As we approach the 2 year anniversary of Chris’ diagnosis, I am still shaking my head.  Susan and Sally hurt me badly and dumped me at a time when I needed support.  But they did me a favor too – they did it at a time when I couldn’t mull over it.  I was too busy trying to keep things together and didn’t have time to really miss their supposed friendship. The boys lost several friends because I was no longer friends with Susan and Sally, even though I told the boys that Susan’s and Sally’s kids would be welcome in our home.  The boys felt betrayed by Susan and Sally and wanted nothing to do with their kids.

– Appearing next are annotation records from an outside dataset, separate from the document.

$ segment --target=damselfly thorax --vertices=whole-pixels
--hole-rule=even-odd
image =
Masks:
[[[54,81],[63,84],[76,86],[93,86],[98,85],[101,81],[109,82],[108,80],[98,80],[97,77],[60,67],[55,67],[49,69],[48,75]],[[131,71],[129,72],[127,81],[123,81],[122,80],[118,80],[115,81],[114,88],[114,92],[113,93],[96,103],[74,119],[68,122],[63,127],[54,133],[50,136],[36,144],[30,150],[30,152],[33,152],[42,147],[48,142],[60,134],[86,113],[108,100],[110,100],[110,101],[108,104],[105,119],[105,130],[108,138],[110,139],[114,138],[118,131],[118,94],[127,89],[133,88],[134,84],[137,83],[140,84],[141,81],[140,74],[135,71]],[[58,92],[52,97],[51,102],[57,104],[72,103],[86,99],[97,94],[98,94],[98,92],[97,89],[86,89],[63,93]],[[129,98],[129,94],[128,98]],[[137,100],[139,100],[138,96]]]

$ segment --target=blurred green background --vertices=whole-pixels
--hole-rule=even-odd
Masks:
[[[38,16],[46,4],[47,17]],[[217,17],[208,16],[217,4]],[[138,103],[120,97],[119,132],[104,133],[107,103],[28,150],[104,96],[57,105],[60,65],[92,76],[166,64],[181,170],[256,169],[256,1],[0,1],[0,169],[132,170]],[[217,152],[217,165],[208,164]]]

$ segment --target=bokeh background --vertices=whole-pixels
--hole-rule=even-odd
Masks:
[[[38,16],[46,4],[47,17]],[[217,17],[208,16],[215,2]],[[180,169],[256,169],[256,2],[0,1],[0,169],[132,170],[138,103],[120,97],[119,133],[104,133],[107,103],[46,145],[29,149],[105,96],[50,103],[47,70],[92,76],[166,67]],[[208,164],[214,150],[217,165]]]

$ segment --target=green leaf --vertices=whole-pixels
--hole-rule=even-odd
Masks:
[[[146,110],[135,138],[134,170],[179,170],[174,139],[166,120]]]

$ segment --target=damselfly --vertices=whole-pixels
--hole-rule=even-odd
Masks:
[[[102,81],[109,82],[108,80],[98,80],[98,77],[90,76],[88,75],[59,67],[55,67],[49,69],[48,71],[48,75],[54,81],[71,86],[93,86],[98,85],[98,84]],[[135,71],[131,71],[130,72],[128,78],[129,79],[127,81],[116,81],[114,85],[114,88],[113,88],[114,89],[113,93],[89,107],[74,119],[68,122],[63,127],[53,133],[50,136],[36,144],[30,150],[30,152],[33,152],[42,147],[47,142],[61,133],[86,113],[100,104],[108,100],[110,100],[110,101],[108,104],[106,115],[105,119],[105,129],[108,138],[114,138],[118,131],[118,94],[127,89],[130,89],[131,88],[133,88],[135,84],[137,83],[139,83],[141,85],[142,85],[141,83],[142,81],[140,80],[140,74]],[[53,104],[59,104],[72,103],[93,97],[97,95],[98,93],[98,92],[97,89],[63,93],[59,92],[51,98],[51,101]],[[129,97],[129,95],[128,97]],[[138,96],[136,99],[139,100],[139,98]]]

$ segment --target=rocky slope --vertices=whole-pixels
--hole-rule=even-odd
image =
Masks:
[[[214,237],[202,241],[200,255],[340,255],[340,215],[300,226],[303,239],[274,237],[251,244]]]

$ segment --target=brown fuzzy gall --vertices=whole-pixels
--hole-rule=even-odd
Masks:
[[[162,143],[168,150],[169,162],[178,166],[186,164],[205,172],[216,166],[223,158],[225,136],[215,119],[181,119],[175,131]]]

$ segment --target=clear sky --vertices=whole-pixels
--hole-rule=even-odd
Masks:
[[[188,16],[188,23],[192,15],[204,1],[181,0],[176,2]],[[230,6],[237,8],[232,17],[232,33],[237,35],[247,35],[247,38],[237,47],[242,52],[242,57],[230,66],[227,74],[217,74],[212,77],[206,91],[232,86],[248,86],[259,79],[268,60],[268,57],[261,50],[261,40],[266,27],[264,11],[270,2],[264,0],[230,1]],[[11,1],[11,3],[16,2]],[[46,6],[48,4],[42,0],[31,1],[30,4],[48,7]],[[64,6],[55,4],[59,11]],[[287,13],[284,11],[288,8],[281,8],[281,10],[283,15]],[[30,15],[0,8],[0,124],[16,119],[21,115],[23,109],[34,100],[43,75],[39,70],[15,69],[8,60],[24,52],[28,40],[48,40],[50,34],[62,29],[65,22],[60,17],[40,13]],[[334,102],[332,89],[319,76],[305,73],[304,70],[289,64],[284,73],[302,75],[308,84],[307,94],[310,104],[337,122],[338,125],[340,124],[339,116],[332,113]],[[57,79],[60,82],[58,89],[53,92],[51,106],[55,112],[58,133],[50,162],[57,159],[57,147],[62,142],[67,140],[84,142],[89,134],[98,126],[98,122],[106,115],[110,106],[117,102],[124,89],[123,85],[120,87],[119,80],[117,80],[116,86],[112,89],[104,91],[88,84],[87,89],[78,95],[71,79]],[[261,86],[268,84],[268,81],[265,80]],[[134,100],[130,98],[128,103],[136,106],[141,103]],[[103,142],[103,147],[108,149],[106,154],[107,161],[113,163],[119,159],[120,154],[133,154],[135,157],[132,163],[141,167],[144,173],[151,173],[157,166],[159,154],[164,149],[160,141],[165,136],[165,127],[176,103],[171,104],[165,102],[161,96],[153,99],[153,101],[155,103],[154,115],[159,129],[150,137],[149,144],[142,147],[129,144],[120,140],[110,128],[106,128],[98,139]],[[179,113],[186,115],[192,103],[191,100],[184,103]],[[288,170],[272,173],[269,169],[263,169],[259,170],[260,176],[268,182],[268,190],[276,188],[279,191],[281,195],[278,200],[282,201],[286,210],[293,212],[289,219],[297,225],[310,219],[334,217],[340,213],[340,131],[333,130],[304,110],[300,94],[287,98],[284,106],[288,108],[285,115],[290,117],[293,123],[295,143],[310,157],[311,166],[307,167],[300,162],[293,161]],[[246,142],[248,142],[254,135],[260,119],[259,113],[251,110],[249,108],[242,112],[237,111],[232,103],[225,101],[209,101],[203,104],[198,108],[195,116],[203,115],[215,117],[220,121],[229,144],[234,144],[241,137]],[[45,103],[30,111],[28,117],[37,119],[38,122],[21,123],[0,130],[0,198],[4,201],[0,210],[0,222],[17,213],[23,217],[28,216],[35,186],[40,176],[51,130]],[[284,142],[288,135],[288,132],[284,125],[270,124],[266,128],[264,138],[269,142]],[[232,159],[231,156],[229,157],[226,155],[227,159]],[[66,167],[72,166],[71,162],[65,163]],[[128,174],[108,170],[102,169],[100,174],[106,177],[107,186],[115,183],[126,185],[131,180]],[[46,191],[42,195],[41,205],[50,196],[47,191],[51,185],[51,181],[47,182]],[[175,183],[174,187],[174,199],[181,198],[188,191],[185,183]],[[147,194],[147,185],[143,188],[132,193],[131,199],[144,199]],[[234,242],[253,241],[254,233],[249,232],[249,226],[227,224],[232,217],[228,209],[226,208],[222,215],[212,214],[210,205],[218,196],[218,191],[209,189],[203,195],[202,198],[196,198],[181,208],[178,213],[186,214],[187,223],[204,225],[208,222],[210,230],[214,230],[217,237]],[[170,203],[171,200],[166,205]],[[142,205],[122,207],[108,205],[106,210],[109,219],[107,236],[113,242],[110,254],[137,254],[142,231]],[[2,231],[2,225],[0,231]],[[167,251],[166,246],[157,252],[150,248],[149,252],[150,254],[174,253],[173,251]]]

Susan saw David at the Middle School earlier this year when he was attending a play that his friend was in.  She approached him and asked him, “Do you remember me?”  David said yes and walked away.  I was very proud of him and angry with her.  How dare she?

In all, I learned a lot.  I learned that a crisis will show you who your friends really are.  And the results are often surprising.  https://i0.wp.com/trashmenagerie.com/images/TheCrookedClef/garbage%20can.jpgI learned that my parents and my brother will always be there for me, no matter what I need or what time it is.  I learned that strength is not only physical and that I am stronger than I ever thought I could be.  And I learned that being dumped by your girlfriends is worse than being dumped by a guy.  And that being dumped is sometimes the best thing that can happen to you.  I guess I would have preferred that Susan and Sally just faded out of my life, instead of dumping me, but it was probably better that they dumped me.  Because they were then out of my life and I knew them for what they really were:   never true friends and absolute trash.